Yirmi kubbe ile örtülü olan caminin orta kısmındaki kubbesinin üstü camlı olup, altında on altı köşeli büyük mermer bir şadırvan bulunmaktadır. Bir rivayete göre Niğbolu Zaferi sonrasında Yıldırım Bayezid şehre 20 cami yapılmasını istemiş ancak Emir Sultan Hazretleri yeni oluşan şehirde 20 caminin fazla olacağı düşüncesiyle, 20 kubbeli bir caminin daha uygun olacağını Yıldırım Bayezid’e bildirmiştir. Hatırı sayılır bir kişi olan Emir Sultan Hazretleri’nin bu fikri, Yıldırım Bayezid tarafından da uygun görüldükten sonra caminin yapımına başlanmıştır. Caminin doğu, batı ve kuzey cephelerinde olmak üzere üç kapısı bulunmaktadır. İki minaresinden batıda olanı Yıldırım Bayezid tarafından yaptırılmıştır. Bu bilgiler eşliğinde camiyi gezerken yapı mimarisi dikkatimizi daha çok çekiyor ve kendimizce detayları fark ediyorduk. Mimarisinden ziyade içerdeki manevi hazzın tarifini yapmak isterdim fakat buna uygun kelimeleri seçmekte zorlanıyor belki de bunun anlatılmaktan ziyade solunması gereken bir his olduğuna kanaat ediyorum. Yolunuz Bursa’ya düşerse ıskalanmaması gereken bir atmosfer.

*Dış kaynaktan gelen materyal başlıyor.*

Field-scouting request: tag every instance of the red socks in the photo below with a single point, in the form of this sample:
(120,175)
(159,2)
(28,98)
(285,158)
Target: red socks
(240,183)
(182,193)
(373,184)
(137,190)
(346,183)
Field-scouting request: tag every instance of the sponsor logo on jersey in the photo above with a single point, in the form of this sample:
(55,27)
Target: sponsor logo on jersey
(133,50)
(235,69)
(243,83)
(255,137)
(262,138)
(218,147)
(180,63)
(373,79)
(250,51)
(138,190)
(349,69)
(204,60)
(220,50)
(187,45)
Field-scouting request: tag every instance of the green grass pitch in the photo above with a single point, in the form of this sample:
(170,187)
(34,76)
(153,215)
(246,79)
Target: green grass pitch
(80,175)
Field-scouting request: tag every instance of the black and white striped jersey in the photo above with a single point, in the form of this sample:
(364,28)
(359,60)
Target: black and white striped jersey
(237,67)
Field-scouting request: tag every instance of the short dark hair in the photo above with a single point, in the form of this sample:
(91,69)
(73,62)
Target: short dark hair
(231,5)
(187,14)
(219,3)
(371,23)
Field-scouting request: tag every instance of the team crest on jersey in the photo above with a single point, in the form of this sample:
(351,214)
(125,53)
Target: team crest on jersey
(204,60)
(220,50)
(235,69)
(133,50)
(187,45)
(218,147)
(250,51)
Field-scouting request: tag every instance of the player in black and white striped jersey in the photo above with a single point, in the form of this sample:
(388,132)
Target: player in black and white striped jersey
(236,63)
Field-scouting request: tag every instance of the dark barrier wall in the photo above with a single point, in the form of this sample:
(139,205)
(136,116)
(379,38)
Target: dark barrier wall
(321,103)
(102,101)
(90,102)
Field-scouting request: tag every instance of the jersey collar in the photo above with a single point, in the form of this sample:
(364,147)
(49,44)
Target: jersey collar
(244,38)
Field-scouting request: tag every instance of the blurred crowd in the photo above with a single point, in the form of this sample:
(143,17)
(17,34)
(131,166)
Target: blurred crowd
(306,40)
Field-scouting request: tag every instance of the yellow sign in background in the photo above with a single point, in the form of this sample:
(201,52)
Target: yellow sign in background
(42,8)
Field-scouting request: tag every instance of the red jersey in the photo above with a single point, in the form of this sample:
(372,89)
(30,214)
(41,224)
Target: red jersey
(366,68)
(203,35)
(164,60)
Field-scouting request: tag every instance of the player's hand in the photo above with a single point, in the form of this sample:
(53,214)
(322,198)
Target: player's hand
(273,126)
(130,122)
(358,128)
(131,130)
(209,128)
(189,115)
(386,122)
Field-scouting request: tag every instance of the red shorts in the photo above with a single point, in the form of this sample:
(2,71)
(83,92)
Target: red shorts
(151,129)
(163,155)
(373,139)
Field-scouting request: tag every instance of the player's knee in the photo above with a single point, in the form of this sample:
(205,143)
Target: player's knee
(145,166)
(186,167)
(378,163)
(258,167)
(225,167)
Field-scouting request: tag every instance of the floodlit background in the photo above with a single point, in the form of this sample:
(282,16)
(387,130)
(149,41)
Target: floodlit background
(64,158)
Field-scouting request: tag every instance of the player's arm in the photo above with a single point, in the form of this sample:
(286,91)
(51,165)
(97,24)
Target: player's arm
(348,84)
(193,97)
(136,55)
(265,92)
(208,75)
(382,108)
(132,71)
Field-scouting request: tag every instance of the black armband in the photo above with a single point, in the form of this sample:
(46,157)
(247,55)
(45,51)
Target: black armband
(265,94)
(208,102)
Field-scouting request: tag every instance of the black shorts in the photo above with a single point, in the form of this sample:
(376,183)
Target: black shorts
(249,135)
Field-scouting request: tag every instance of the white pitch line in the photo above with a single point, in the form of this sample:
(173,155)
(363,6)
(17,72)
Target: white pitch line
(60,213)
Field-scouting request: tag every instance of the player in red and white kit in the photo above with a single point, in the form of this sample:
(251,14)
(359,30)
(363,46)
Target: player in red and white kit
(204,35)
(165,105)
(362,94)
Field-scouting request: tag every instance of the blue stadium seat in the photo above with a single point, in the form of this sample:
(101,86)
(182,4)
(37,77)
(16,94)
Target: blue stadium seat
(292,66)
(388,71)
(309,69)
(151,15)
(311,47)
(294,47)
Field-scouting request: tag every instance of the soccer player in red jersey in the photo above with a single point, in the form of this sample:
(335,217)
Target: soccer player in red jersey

Hemen sonrasında kendimizi hafifçe bir yokuşu tırmanırken buluyoruz. Tophane dedikleri mevkide Saat Kulesi ve Osman Gazi Türbesinin bulunduğu alana geliyoruz. Ne olduğunu anlamadan bir anda etraf hareketleniyor, meğer kısa bir süre önce Osmanlı Devleti'nin kurucusu Osman Gazi'nin türbesinde başlatılan alp kıyafetiyle saygı nöbetinin nöbet değişim merasimine denk gelmişiz. Hesapta olmayan güzellikler daima programa renk katmıştır. Törenden sonra türbenin yanı başındaki seyir terasında şehri izlemeye dalmış, şehrin kalbine saplanan, görüntü kirliliği bir yana şehrin silüetini bozan dev yapıları görünce içimi bir burukluk kaplıyor. Her ne kadar işin teknik boyutundan anlamasak bile gönlümüze ve gözümüze huzursuzluk veren yapılar oraya ait olmadığını hatta hiçbir yere ait olmaması gerektiğini anlatıyordu. Bir süre burada vakit geçirdikten sonra Bursa Botanik Parkı ve Hayvanat Bahçesi’nin olduğu alana doğru yola koyuluyoruz. Karnımızın acıktığını hissetmiş, daha önceden planladığımız gibi Botanik Park içindeki İskender Bey Konağı’nda Bursa’yla özdeşleşen bir tadı deneyimleyecektik. Çok geçmeden konağa varmış, araç yoğunluğundan içerisinin de kalabalık olduğunu anlamıştık. Tam tahmin ettiğimiz gibi, oturacak yer bulmakta zorlandığımız mekânda iskender+şıra sipariş ettikten sonra uzun bir süre bekledik. Bekleyişin ardından gelen iskender ne yazık ki beklentimin bayağı altındaydı. Öyle bir mekânda iskenderi deneyimlemektense Bursa’nın ara sokaklarının birinde tabelası dahi olmayan bir yerde gerçek lezzeti deneyimlemek isterdim. Zaten oldum olası popüler mekanlardan ürkmüşümdür, popülerlik kazanınca lezzetin büyüsü kaçıyor gibi. İnsanlar bunu fark edene kadar uzun yıllar marka namının ekmeğini yiyorlar.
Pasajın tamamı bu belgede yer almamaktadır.